LONDON — Thousands of online businesses — not only those that offer adult entertainment content — are likely to be affected by the roll out of the U.K.’s Digital Economy Act, which was passed through Parliament earlier this year.
Online companies that sell e-cigarettes, knives, alcohol and pharmaceuticals, which typically would require identification at brick-and-mortar stores, could be regulated under the law, which focused originally on mandatory age verification for the consumption of commercial adult content.
London attorney Myles Jackman, who also is the legal director of the Open Rights Group, a nonprofit group that advocates on digital rights issues, told XBIZ that the likely expansion of the Digital Economy Act to include other products and services sold online beyond pornography is “predictably inevitable.”
In fact, later this month the London-based Digital Policy Alliance plans on addressing the wider application of “age-gating” to other sectors at a formal meeting.
The DPA’s Age Verification and Internet Safety panel will discuss the likely expansion of the law among members on Tuesday, Sept. 19.
The DPA is working on the assumption that the act is likely to be used as a template for the launch of age verification for other sectors that would typically require age verification at brick-and-mortar stores for products and services.

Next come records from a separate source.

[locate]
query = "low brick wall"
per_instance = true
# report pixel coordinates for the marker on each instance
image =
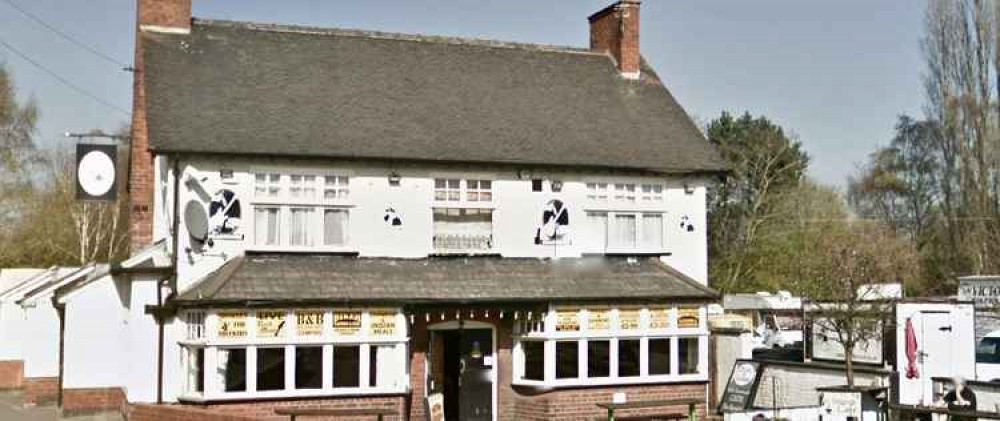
(40, 390)
(11, 374)
(264, 409)
(91, 400)
(581, 403)
(147, 412)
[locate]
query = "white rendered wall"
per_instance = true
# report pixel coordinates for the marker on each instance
(39, 335)
(517, 210)
(96, 344)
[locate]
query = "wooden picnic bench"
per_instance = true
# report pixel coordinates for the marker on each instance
(380, 413)
(692, 414)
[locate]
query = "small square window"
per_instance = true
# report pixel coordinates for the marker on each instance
(534, 360)
(567, 359)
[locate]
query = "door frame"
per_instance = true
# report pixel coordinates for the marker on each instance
(469, 324)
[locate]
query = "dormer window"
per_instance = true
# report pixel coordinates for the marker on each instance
(300, 211)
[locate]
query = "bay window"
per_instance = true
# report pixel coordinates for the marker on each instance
(300, 211)
(305, 352)
(601, 346)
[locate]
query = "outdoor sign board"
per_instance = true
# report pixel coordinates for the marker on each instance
(659, 318)
(383, 323)
(740, 388)
(687, 317)
(842, 405)
(309, 322)
(598, 319)
(628, 319)
(270, 323)
(232, 324)
(825, 346)
(567, 320)
(984, 291)
(346, 322)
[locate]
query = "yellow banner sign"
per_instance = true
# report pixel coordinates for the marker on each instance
(567, 320)
(383, 323)
(659, 318)
(599, 319)
(309, 322)
(346, 322)
(628, 319)
(232, 324)
(688, 317)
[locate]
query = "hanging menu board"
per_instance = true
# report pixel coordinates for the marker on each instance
(382, 323)
(688, 317)
(568, 320)
(309, 322)
(628, 319)
(270, 323)
(598, 319)
(659, 318)
(740, 387)
(346, 322)
(232, 324)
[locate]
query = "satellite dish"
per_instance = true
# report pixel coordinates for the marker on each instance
(196, 220)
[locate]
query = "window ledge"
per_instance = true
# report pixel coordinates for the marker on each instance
(576, 383)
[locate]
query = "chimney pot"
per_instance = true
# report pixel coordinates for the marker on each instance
(615, 30)
(172, 16)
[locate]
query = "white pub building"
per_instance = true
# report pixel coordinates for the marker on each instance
(365, 219)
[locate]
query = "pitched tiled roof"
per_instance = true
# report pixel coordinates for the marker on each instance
(284, 278)
(230, 87)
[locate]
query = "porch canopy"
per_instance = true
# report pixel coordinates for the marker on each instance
(280, 279)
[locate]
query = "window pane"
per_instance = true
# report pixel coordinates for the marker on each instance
(266, 226)
(299, 229)
(334, 227)
(567, 360)
(624, 231)
(534, 360)
(270, 368)
(309, 367)
(652, 230)
(233, 363)
(382, 365)
(196, 370)
(687, 350)
(598, 358)
(628, 358)
(346, 366)
(659, 356)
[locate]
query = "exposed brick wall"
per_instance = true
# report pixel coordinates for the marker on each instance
(609, 34)
(11, 374)
(165, 14)
(264, 409)
(90, 400)
(40, 390)
(581, 403)
(144, 412)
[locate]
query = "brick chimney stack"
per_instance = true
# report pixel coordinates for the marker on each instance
(171, 16)
(615, 30)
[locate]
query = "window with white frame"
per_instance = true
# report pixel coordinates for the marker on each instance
(625, 231)
(300, 211)
(457, 191)
(324, 352)
(627, 345)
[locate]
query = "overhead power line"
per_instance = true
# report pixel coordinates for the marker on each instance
(64, 35)
(63, 80)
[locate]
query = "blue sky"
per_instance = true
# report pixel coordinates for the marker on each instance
(836, 74)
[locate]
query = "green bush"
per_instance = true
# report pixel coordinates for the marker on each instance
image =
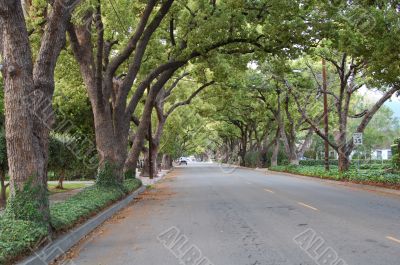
(18, 237)
(335, 162)
(88, 202)
(317, 162)
(361, 176)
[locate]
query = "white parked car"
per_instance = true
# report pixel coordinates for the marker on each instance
(183, 161)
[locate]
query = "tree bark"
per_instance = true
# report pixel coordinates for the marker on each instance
(26, 164)
(3, 188)
(28, 95)
(275, 152)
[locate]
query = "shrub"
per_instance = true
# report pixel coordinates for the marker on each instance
(18, 237)
(88, 202)
(361, 176)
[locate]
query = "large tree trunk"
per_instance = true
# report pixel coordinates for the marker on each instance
(27, 158)
(111, 142)
(3, 187)
(146, 168)
(344, 162)
(166, 163)
(275, 152)
(133, 156)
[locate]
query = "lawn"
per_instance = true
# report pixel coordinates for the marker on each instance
(67, 187)
(18, 237)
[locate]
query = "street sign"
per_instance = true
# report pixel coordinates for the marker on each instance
(357, 138)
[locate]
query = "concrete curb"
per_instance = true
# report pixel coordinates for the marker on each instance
(57, 248)
(339, 183)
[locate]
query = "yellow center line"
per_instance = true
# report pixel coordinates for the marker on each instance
(393, 239)
(308, 206)
(270, 191)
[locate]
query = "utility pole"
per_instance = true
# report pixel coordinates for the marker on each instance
(326, 125)
(151, 173)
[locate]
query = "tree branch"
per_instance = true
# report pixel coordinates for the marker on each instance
(188, 100)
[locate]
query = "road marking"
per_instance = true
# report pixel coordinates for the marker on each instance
(393, 239)
(270, 191)
(308, 206)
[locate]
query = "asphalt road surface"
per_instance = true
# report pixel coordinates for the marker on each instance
(204, 214)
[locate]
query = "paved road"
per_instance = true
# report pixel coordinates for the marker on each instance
(248, 218)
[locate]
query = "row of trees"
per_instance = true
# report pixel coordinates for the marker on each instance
(135, 59)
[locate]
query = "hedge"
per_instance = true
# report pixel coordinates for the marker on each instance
(336, 162)
(368, 176)
(18, 237)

Those businesses, the DPA believes, likely will have to increase granularity and install age verification at page level.
In April, when the law is set to be enacted, age checks to ensure users are 18 years old or over will be made mandatory for any website — accessed on desktop or mobile — that provides hardcore adult entertainment on a commercial basis to those in the U.K.
The act allows a U.K. regulator to fine businesses that refuse to comply, force ISPs to block content it deems obscene and order third-party payment services to withdraw billing support. Even foreign businesses, including those in the U.S., are affected by the law.
The U.K. has yet to appoint an official regulator, although fingers have pointed to the British Board of Film Classification (BBFC) to assume the role. A decision over the appointment will be announced in coming weeks.
Stephen Winyard, who has been following every step of the Digital Economy Act as chief marketing officer of ad-verification tool company AVSecure Ltd., told XBIZ that the law will have a wide reach well past porn when it becomes effective.
“There are many other sectors of online trade that either require AV or will require it due to impending legislation,” Winyard said. “Even supermarkets that deliver alcohol from online sales are seeking ways to improve their service by watching the different methods of age verification that evolve from innovation due to the act.
“Social media sites are also in the cross hairs as they hold much adult content and governments are addressing methods to help address this, stimulated by the Digital Economy Act,” Winyard said.
Part of the law passed by Parliament includes a pledge to ensure that social media platforms like Twitter, Instagram, Facebook and Tumblr abide by the law and protect privacy and security.
The pledge vows a sanctions regime to ensure compliance, giving regulators the ability to fine or prosecute companies that fail in their legal duties and to order the removal of content where it clearly breaches U.K. law.
“The Digital Economy Act will certainly focus the minds of other countries that are watching closely as they also want to adopt or implement solutions that help prevent underage from accessing adult content,” Winyard said.
“I think the U.K. is the tipping point, and over the coming years third-party AV solutions that provide consumer privacy and anonymity along with regulatory compliance will be widely used,” Winyard said. “Exciting and challenging times!”